George turned the page to the account of the treatment he had had as part of the research. Fetal brain tissue had been used (Zack had noted meticulously that he had obtained it from the obstetric department, from a miscarried pregnancy, with the full consent of the mother) and a preparation of the nigral neurones obtained from the relevant section of infant brain had been implanted into the area of putamen controlling motor activity, but not the caudate nucleus. This, Zack noted in his rather sprawling handwriting, was not the same as previous attempts at such therapy in that it used a different sort of tissue preparation, one devised by himself.

Anyway, she read on, it hadn’t worked (and here Zack made a cross-reference to another of his patients, Miss Greenwich, for whom it had been efficacious), clearly to Zack’s chagrin. Since Josey hadn’t responded Zack had tried again with a different idea. This time he had used a preparation of fetal brain that included oligodendrocytes, together with a proportion of macrophage-generating tissue to scavenge for any antibodies that might lead to an immune response that would block the potential benefits of the oligodendrocyte implant. Zack had prepared both as intravenous injections rather than as a brain implant.

George lifted her head and stared, unfocused, into the middle distance. It read very far-fetched but it made a sort of sense that could be the basis of a real breakthrough. If Zack was putting back into the body of a man who was suffering from a disease that stripped his nerves of their vital covering a material that could replace that covering, while at the same time giving him additional cover with an injection that would prevent his own body’s immune system turning on the much-needed replacement cells — well, he truly would have done something very remarkable. Especially since it involved simply intravenous injections and not brain surgery.

She could see, hazily, the commercial development of a
pair of injections, given into the blood’ system rather than deep into the brain like the Parkinson’s treatment, and better still, that could be used for diseases other than Parkinson’s. Everything that was caused by loss of the nerve covering myelin. Motor-neurone disease, maybe. Ataxias of various forms. Alzheimer’s …

Inevitably, she thought of her mother and gave a little shiver. Could this treatment be of use to Vanny? The idea sent a surge of excitement through her and with some sternness she flattened it. That was the reaction of an uninformed lay person, not a doctor. She should know better than to expect miracle cures. And yet, what she had read in Josey Esposito’s notes had been so exciting and seemed to offer so much. But I must be scientific, she thought, bending her head to the notes again.
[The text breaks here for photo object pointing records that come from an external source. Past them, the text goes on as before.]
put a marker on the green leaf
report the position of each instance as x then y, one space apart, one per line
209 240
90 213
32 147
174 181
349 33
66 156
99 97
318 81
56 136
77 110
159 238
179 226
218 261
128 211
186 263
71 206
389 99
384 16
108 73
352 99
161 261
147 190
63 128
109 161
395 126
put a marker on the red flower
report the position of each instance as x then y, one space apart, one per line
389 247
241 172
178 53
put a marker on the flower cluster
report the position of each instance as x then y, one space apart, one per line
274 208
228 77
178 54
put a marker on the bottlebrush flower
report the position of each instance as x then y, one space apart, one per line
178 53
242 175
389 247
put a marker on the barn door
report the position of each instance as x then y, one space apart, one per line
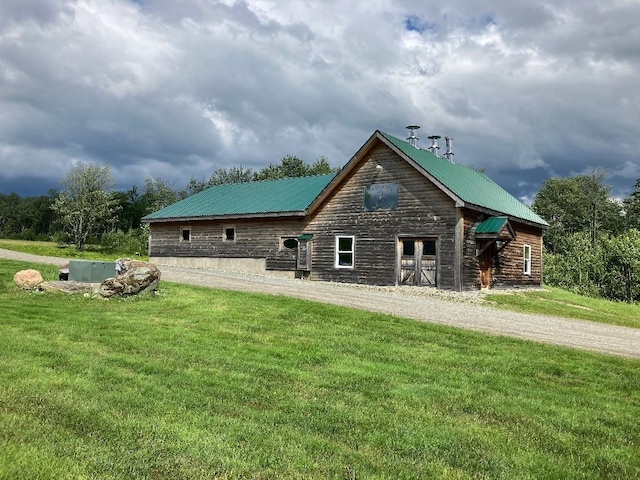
486 264
417 262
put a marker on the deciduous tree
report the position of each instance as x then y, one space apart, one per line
85 203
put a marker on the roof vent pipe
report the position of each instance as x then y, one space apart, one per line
449 151
413 138
433 148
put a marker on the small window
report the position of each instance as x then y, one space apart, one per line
229 234
345 252
527 260
408 248
288 243
429 247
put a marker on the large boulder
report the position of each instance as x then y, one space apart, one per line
28 279
134 277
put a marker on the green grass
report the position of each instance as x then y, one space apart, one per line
52 249
199 383
555 301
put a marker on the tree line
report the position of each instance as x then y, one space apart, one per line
592 246
88 210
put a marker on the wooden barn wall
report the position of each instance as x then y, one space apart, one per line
253 239
422 211
508 263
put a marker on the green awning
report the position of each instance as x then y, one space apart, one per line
492 225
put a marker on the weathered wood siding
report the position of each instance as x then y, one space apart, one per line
423 211
508 268
253 239
508 262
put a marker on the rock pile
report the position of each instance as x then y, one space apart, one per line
133 277
28 279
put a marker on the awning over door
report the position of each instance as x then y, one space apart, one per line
495 228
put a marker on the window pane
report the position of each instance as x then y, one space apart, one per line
345 244
290 243
429 247
408 248
345 259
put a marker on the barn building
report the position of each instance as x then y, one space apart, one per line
395 214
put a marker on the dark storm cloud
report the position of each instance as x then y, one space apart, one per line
158 88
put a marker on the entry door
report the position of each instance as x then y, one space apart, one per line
417 262
486 264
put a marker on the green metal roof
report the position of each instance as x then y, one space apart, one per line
492 225
288 195
471 186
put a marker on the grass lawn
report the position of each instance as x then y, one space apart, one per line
555 301
52 249
198 383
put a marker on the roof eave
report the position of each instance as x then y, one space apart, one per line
503 214
300 214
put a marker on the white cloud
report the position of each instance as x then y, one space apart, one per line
179 89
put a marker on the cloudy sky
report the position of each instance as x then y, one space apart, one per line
177 89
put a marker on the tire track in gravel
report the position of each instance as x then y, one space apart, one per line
419 304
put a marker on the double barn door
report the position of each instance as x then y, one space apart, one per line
418 262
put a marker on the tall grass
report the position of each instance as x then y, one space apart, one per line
199 383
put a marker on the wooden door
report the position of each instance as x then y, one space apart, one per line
417 262
486 265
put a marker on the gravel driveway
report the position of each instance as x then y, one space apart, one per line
463 310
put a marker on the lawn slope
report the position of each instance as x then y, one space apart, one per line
198 383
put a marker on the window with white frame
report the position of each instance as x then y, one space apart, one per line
229 234
527 260
345 251
288 243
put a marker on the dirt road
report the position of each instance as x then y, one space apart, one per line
462 310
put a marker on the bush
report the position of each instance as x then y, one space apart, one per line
610 268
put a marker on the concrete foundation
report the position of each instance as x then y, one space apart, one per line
240 265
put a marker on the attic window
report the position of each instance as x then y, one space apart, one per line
288 243
229 234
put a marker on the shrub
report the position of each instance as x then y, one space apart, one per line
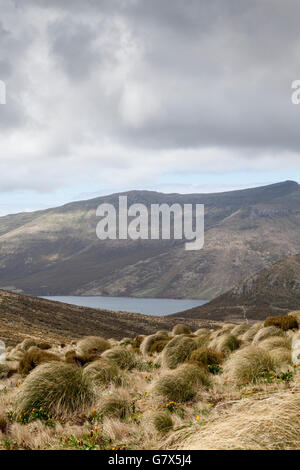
34 357
181 329
239 330
150 340
248 364
59 388
267 332
117 404
162 421
206 356
178 350
158 346
285 322
249 334
124 358
181 384
102 372
92 346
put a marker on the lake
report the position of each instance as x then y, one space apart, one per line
158 307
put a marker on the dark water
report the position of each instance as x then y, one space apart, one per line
128 304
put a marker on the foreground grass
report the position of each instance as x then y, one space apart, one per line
232 388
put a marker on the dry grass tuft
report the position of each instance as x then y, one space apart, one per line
285 322
34 357
248 364
117 404
177 351
92 346
267 332
183 383
102 372
181 329
162 421
124 358
269 424
60 388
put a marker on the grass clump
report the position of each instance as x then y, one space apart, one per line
267 332
91 347
182 384
181 329
177 351
251 332
102 372
122 357
33 358
150 340
162 421
158 346
59 388
116 404
239 330
206 356
249 364
44 345
227 343
285 322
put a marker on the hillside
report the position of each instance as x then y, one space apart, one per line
56 251
24 316
272 291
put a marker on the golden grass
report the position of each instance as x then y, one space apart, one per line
99 406
268 424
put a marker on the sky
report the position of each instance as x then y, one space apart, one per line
169 95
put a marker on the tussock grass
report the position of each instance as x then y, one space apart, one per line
102 372
226 343
177 351
239 330
269 424
148 341
183 383
60 388
275 342
91 347
122 357
181 329
267 332
249 334
162 421
206 356
117 404
34 357
248 364
281 356
285 322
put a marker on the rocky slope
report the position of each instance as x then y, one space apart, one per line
56 252
22 316
272 291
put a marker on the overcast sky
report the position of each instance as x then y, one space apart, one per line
173 95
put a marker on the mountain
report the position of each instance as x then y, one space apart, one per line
22 316
272 291
56 251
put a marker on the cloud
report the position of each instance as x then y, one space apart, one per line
126 91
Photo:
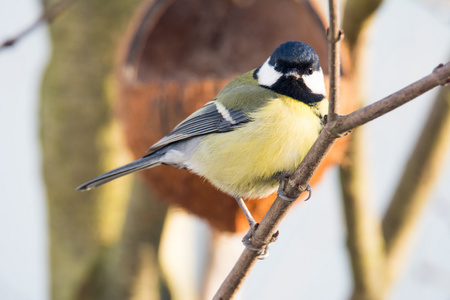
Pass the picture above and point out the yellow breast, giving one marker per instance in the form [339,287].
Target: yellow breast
[242,162]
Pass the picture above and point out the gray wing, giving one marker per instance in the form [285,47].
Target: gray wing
[211,118]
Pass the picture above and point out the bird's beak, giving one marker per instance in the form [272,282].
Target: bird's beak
[293,74]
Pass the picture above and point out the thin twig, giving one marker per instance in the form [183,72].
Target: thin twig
[46,17]
[334,35]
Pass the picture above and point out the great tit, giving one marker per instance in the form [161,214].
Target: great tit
[259,126]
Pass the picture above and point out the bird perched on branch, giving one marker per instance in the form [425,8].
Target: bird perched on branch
[256,131]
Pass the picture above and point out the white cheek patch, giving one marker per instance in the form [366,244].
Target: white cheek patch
[267,75]
[315,82]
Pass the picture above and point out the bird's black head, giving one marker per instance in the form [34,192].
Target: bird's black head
[293,70]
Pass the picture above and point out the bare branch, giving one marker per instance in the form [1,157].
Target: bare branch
[47,16]
[439,76]
[334,35]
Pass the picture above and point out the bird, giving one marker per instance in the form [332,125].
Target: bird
[252,135]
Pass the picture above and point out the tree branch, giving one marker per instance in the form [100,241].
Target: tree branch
[334,35]
[47,16]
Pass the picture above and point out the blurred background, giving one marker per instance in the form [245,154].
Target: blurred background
[106,79]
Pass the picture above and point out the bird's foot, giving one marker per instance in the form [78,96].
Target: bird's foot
[249,242]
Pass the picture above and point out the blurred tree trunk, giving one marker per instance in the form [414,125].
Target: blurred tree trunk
[75,118]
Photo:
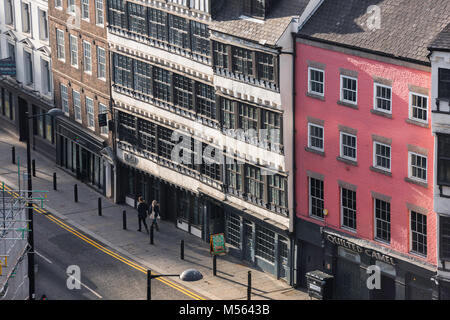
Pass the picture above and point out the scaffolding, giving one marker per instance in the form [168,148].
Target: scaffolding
[14,230]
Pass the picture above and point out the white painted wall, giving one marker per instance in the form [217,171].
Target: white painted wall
[40,49]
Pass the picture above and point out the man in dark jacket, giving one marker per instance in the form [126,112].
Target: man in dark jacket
[142,213]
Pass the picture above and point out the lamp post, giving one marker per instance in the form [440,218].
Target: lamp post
[187,275]
[31,280]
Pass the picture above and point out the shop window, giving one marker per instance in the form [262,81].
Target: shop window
[265,244]
[233,230]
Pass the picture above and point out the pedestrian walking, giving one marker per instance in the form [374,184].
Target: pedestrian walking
[142,213]
[154,215]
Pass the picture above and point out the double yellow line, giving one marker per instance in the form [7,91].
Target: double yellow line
[107,251]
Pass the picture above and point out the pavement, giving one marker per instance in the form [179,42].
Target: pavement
[230,282]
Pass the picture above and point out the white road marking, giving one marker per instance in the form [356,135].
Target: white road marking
[40,255]
[95,293]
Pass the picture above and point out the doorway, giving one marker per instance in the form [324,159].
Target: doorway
[23,121]
[248,241]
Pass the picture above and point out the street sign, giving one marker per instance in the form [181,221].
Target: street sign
[102,120]
[7,67]
[217,243]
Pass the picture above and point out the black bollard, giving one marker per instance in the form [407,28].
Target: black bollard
[100,207]
[151,234]
[249,286]
[54,180]
[182,249]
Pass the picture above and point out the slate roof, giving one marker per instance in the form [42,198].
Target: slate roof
[407,27]
[228,21]
[442,41]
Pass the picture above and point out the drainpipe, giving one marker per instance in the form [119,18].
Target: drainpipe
[294,163]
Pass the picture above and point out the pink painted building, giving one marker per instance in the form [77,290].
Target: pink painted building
[365,152]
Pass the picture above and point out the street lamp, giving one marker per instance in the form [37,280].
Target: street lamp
[31,280]
[187,275]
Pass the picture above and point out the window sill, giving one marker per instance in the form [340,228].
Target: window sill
[418,254]
[419,183]
[417,123]
[320,153]
[347,161]
[347,104]
[381,113]
[315,96]
[317,218]
[387,173]
[385,242]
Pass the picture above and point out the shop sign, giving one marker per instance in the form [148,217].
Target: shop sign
[217,243]
[361,250]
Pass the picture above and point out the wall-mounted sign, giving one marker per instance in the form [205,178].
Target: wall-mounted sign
[7,67]
[356,248]
[217,243]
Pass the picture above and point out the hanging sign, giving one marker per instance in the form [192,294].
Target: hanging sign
[217,243]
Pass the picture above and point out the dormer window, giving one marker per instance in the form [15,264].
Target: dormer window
[255,8]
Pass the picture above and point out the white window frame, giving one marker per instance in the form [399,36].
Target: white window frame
[342,146]
[411,107]
[375,156]
[77,110]
[309,81]
[85,3]
[410,153]
[411,233]
[29,16]
[342,89]
[26,70]
[44,77]
[73,39]
[97,13]
[98,63]
[310,200]
[376,84]
[88,122]
[342,212]
[13,18]
[42,28]
[64,101]
[103,130]
[71,5]
[309,137]
[375,222]
[60,47]
[87,60]
[58,4]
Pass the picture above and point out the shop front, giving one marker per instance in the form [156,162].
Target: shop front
[79,153]
[353,263]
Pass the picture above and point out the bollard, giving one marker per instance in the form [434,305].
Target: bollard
[249,286]
[100,207]
[182,249]
[54,180]
[151,234]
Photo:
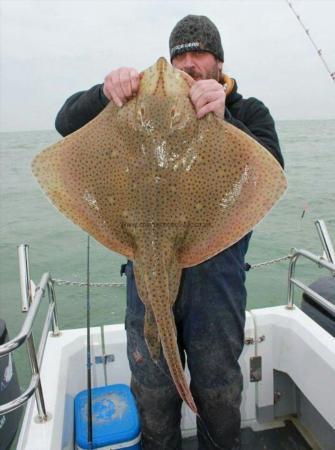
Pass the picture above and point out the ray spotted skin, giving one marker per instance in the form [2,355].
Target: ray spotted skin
[163,188]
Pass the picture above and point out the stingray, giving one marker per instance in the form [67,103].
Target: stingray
[163,188]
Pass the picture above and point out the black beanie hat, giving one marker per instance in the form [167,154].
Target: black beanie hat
[195,33]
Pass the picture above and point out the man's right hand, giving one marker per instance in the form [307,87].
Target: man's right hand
[121,85]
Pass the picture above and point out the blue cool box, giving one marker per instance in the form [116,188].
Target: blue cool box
[115,419]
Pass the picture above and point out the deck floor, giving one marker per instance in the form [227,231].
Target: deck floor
[284,438]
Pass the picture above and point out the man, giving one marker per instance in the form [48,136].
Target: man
[210,307]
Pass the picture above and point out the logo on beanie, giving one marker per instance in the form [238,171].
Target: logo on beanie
[185,47]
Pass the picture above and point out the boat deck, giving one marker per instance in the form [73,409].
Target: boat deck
[283,438]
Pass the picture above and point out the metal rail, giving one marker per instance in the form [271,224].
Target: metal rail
[25,335]
[296,254]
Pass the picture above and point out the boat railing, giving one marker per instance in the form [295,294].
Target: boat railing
[327,261]
[30,304]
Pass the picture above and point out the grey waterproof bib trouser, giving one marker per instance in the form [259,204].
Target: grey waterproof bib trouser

Find out what happened, examine the patient, and see if the work can be replicated with other patients. One success means nothing; it could be a fluke.

But that in Josey’s case there had been a success was undoubted. She read the account of Zack’s examinations of him over the ensuing months up to the present. Of the way he had steadily and slowly improved, losing the paralysis, regaining control of his bladder and bowels (which had encouraged him hugely and, according to Zack, had led to a lifting of mood which was very marked), until in late May he had been fit to return to work on a part-time basis.